Mendengar riuh suara piring berdenting dari dapur, Verrel lekas bangun melangkah menuju dapur.
"Bunda..."
"Iya"
"Kok malam-malam cuci piring?"
"Kasian bu Rahmi kalau harus dibebani semuanya, apalagi besok harus ngasuh anak-anak"
"Ayah juga nggak tau kenapa mama akhir-akhir ini susah banget dihubungi, apa mama udah nggak mau lagi ngasuh mereka?"
Sambil ngobrol mereka saling bekerjasama. Febby mencuci piring, sedangkan Verrel yang membilas dan menyusunnya.
"Ayah nggak boleh berpikir kayak gitu ah, kita kan belum tau alasannya"
"Iya sih, terus gimana dengan mama Naya?"
"Sudahlah, mana mungkin mama mau ngasuh mereka, mama kan sibuk ngurusin si bunga Mawar itu"
"Aaah akhirnya selesai juga" Riang Verrel setelah semuanya beres.
Febby merentangkan tangan dan meluruskan pinggang disaat Verrel ingin membuka kulkas.
"Kenapa pinggangnya? Pegel...?"
Febby sih tidak menjawab, hanya menunjukkan sebuah gelengan kecil. Tapi Verrel sangat mengerti dengan kondisi lelah istrinya saat ini. Sambil tersenyum ia menggandengnya ke kamar.
"Hoaam..." Verrel menguap sembari menutupnya pakai tangan kiri.

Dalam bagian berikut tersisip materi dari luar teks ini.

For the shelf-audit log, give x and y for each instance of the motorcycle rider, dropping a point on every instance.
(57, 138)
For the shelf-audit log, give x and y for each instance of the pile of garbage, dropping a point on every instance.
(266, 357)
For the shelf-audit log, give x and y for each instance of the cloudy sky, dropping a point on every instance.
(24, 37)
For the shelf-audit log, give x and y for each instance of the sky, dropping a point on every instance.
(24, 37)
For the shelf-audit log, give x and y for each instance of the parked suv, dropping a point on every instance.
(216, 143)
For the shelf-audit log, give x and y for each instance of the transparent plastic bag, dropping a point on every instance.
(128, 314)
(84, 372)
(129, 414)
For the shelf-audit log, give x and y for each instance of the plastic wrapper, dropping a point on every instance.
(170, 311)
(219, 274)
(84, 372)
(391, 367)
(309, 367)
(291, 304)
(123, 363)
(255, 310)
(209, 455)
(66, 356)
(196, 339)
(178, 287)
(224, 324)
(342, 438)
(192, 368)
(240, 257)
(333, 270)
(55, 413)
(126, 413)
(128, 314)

Febby membiarkan Verrel berbaring duluan, karena ingin mengecek keadaan si kembar yang lagi terlelap tidur dengan memeluk guling. Febby tersenyum lembut menatap mereka. Terkadang ia ingin tertawa kalau melihat ekpresinya tanpa guling mungilnya. Ekpresi yang ngambek tapi sangat menggemaskan.
"Selamat bobo anak-anak bunda... " Setelah mengelus kepalanya, ia memberikan kecupan manis didahi mereka satu persatu.
"Si kembar katanya minta dibeliin sepatu baru bunda" Celetuk Verrel dari balik selimut.
"Kayaknya bukan si kembar deh yang minta beliin sepatu" Sahut Febby menoleh. "Bilang aja Ayahnya yang minta dibeliin, iya kan?" Sambungnya.
"Kok bunda tau sih? Hehehe..." Verrel menahan malu sembari menutupi sebagian wajahnya dengan selimut.
"Ketahuan niye..." Goda Febby membuka selimut itu.
"Ya abisnya sepatu ayah buat main basket udah..."
"Iya nanti kita beli sama-sama, sekalian buat si kembar juga" Potongnya cepat.